Sent from my motorola one 5G ace using Tapatalk


----------



## curlflooffan (Mar 27, 2020)

DoggieDuck said:


> The breeder has said that no other litter mates have the same issue. Neither, does his parents.... (apparently!?).
> 
> Sent from my motorola one 5G ace using Tapatalk


It was the same for my mothers yorkie. But they have been able to manage it by being super diligent about oral health.


----------



## DoggieDuck (Aug 21, 2021)

I'll bite the bullet and make an appointment with the vet. Keeping my fingers crossed that it is not canine enamel hypoplasia!


----------



## Pavie (May 4, 2021)

Gingivitis came to mind, but the with your dog, the stains seem to be on the middle of the teeth instead of near the gums, so I'm not sure. Pavie and his dog friend has signs of gingivitis and we went to a vet examination last month. Usually dogs should get their teeth checked during annual routine exams, and if there's too much plague / tartar build up, they will recommend doing a dental cleaning. Our vet said Pavie could wait another year, until he is 3 and then start the routine dental cleaning once every 1~2 years. It's to prevent gingivitis turning into advanced periodontal disease. 
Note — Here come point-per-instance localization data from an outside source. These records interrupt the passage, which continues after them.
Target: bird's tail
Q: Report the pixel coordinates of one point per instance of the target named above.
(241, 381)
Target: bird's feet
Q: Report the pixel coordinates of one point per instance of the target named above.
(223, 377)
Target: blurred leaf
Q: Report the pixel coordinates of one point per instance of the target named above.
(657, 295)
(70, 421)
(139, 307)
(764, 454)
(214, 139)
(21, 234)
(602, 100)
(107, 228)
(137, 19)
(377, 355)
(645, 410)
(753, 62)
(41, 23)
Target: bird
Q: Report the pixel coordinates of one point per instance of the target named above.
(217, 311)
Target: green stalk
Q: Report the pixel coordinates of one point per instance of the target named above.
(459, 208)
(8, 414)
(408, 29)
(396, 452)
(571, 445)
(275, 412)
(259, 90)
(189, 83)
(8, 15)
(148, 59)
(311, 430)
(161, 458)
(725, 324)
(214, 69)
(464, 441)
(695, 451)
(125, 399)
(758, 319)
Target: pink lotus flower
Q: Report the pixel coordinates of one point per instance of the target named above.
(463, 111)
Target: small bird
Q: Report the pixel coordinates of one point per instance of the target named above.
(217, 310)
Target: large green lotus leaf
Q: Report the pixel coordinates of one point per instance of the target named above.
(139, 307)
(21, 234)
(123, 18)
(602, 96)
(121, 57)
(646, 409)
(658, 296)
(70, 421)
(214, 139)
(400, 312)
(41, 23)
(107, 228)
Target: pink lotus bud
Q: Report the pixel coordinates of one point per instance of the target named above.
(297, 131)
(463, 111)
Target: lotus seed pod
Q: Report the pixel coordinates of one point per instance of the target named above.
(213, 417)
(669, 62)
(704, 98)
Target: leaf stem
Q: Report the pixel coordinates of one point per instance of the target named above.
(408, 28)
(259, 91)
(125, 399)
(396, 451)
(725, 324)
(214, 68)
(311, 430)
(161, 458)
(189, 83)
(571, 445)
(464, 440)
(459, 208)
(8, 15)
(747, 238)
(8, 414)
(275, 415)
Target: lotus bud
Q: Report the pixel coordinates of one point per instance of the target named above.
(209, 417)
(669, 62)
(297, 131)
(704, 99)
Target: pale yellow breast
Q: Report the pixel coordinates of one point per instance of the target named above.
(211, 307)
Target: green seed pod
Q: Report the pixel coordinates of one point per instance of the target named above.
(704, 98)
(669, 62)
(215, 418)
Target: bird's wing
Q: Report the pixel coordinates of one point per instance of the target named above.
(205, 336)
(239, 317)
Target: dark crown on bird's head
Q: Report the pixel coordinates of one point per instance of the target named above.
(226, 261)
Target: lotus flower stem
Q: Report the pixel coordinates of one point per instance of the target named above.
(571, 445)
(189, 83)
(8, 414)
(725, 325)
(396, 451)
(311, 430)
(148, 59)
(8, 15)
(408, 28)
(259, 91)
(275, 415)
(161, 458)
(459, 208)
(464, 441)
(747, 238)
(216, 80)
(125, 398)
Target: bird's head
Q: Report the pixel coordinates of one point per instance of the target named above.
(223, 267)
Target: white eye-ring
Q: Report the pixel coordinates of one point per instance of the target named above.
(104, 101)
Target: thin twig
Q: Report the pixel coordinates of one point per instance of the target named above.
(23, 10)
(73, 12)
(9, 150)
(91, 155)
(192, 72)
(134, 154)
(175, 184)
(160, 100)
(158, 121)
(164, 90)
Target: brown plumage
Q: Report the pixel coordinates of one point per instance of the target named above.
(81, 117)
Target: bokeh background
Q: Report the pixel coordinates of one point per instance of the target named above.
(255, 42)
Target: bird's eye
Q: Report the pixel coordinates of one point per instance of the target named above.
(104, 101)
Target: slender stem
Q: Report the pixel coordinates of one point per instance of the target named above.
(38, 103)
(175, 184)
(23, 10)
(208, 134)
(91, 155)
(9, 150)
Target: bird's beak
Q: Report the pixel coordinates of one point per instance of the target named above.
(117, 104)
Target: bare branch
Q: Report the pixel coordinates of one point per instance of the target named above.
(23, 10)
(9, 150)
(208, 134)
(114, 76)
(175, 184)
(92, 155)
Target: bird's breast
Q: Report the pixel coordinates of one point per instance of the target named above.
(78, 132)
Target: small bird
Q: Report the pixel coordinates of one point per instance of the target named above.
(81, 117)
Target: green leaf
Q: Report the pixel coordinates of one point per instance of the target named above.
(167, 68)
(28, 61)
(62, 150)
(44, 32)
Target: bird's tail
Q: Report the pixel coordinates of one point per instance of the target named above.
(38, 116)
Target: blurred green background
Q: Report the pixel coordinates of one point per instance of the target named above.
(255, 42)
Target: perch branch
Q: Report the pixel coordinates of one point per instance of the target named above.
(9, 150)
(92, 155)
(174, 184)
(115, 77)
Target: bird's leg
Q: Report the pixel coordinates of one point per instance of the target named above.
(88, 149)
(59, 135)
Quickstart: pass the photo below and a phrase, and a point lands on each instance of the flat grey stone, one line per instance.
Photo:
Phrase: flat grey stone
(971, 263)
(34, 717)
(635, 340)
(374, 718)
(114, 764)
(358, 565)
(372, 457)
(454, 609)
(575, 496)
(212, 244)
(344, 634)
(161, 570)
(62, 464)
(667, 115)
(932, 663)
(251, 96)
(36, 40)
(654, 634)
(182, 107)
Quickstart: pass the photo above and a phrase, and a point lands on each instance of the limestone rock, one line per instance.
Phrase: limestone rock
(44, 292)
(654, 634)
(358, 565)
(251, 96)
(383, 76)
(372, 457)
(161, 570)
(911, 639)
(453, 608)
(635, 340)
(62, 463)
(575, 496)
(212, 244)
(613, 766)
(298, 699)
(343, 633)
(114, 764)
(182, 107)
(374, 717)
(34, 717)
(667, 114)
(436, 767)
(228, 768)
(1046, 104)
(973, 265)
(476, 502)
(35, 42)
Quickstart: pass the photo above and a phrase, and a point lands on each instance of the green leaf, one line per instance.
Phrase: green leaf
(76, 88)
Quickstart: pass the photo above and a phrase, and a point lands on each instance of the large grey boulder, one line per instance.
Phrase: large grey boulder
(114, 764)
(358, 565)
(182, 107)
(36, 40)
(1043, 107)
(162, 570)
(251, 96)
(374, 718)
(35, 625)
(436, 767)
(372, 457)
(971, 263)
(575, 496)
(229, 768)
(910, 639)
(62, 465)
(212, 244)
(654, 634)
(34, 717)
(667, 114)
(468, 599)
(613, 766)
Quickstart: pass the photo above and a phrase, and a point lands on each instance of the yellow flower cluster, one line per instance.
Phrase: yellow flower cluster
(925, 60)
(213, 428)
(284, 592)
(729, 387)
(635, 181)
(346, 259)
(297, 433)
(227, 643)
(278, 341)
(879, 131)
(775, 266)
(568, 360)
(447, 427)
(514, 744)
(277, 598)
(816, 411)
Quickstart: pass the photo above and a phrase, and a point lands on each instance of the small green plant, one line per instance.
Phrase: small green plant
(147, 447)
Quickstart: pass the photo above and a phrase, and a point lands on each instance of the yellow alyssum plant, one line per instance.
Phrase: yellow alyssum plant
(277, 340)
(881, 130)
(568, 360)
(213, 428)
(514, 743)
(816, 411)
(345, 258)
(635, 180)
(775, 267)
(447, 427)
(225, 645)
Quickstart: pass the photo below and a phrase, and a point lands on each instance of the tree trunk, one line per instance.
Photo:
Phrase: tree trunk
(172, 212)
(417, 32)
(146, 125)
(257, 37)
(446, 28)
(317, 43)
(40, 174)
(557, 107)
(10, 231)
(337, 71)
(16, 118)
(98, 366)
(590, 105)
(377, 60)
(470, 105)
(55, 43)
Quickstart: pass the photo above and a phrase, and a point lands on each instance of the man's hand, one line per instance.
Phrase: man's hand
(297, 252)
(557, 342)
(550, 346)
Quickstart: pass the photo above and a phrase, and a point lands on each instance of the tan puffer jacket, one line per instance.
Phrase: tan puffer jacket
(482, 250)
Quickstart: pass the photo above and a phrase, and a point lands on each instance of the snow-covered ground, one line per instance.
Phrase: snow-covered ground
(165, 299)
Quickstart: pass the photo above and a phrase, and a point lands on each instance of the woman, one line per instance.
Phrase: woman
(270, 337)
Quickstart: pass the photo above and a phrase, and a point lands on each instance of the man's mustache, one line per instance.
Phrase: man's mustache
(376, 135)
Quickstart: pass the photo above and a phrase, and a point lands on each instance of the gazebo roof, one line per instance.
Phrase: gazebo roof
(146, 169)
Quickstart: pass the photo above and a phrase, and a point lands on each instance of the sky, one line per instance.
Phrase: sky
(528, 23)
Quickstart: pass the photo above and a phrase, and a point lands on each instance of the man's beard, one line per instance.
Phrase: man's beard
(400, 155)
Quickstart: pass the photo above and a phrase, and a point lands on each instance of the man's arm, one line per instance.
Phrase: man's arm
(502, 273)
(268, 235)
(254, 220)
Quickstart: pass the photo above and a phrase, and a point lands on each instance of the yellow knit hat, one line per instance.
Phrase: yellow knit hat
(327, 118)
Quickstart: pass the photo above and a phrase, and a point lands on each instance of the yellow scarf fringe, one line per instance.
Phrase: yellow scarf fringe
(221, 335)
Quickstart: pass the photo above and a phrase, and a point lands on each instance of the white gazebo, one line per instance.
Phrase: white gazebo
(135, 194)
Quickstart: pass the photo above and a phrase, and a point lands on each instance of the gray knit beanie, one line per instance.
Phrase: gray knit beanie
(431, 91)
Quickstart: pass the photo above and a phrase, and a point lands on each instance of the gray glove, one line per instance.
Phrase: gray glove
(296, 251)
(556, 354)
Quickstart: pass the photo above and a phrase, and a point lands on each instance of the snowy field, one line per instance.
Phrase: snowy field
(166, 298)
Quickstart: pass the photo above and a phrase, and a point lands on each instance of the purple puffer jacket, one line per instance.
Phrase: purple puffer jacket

Ideally, owners should also be doing some home care and prevention, like brushing teeth. There's also a list of approved products by the VOHC (Veterinary Oral Health Council) Veterinary Oral Health Council Accepted Products for Cats and Dogs that has been shown to be effective. I give Pavie greenies every day. I've also bought the Hill's prescription T/D diet (which I feed as treats), and they are basically large size kibbles designed to clean teeth (and are great for getting molars cleaned). 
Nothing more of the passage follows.